Terry Moore is a fascinating actress. Rupert was the third film she made billed as “Terry Moore” (the second was Mighty Joe Young). Afterwards she appeared in small films until 1952 when she received an Academy Award nomination for Come Back, Little Sheba. Later, she was seen in Beneath the 12-Mile Reef, Daddy Long Legs, Bernardine and Peyton Place. She is perhaps more well known for her five husbands and a long relationship with Howard Hughes. She claimed that her and Hughes were actually married although the courts denied her widow’s rights. The Hughes estate, however, acknowledged her long relationship with Hughes with a settlement that Moore described as “not more than eight figures” but that a Hughes biographer says was more like $350,000 – well, Moore wasn’t lying, I guess. Terry Moore is still with us at 89 years of age.

Rupert6
Pretty Terry Moore with Tom Drake on Christmas morning in “The Great Rupert”.

Tom Drake was born in Brooklyn and usually played the boy-next-door type. He is probably best known for playing the boy next door, literally – next door to Judy Garland – in 1944’s Meet Me in St. Louis. He worked steadily through the late 1940’s making appearances in Courage of Lassie (1946) and Words and Music (1948). After The Great Rupert, things began to dry up. His only other notable film appearance was in Raintree County in 1957. He moved into TV and then passed away relatively young at 64 in 1982.

A rather benign music score was provided for this film by composer-conductor Leith Stevens. Stevens is revered in some quarters today for his many edgy “crime jazz” scores for film noirs in the late-’40’s and early-’50’s such as Larceny, Beware, My Lovely, and The Bigamist.

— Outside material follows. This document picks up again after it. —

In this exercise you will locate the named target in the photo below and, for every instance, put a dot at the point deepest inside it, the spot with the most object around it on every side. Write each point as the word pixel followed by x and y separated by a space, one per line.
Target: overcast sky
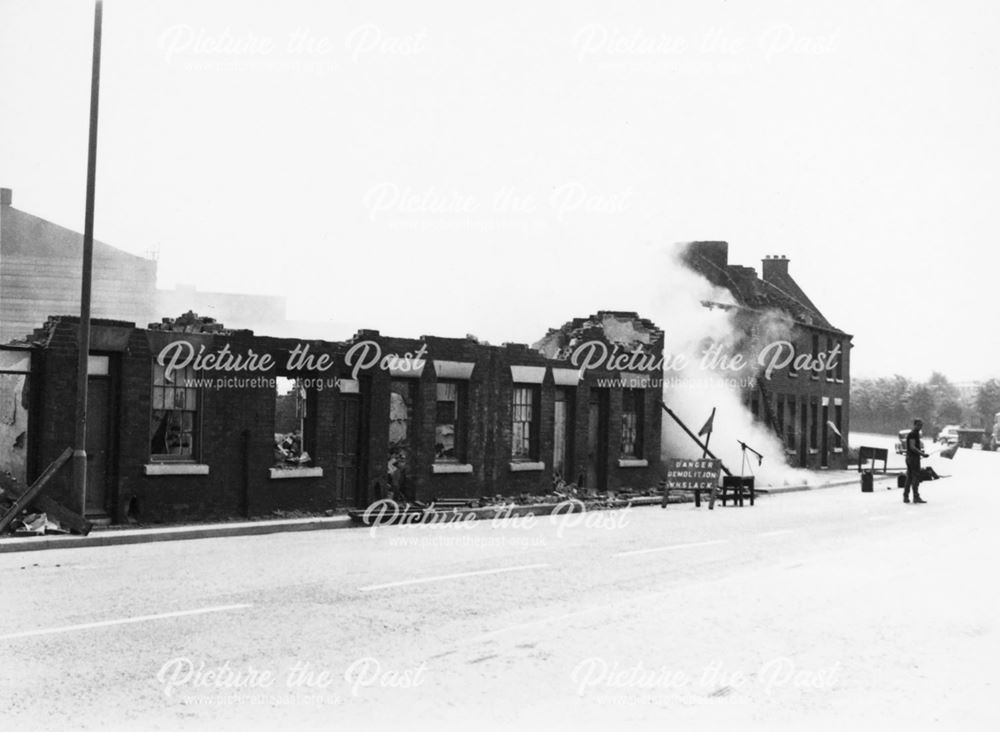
pixel 452 168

He was also George Pal’s go-to composer, working on the Pal-produced Destination Moon, When Worlds Collide and The War of the Worlds. He also scored The Wild One with Marlon Brando and A New Kind of Love with Paul Newman. If you want an audio companion to the dark mood and dire straits of the film noir world, you can look to Leith Stevens. An interesting side note; his last composing credit appears on the 1971 TV movie Assault on the Wayne, a Cold War-themed action film that co-starred Leonard Nimoy and that was originally broadcast the same night that All in the Family premiered. Sadly, he died of a heart attack when he was 60 after hearing of his wife’s death in an auto accident.

So, a Canadian Communist writes about a dancing squirrel and a Canadian surgeon who was a hero of the Chinese Revolution? And from this we get Durante in The Great Rupert? True story. And it’s a pretty engaging film. It doesn’t stay “Christmas” for very long but it’s charm lies in the subtleties of the plot: the precision of Dingle making his deposits into the wall leading to Rupert clearing his hutch aligning with Mama saying her prayers and looking up at the hole in the skylight. It’s a pleasant little story with a likeable cast. The film is in the public domain and you can watch it at the Internet Archive  and on YouTube.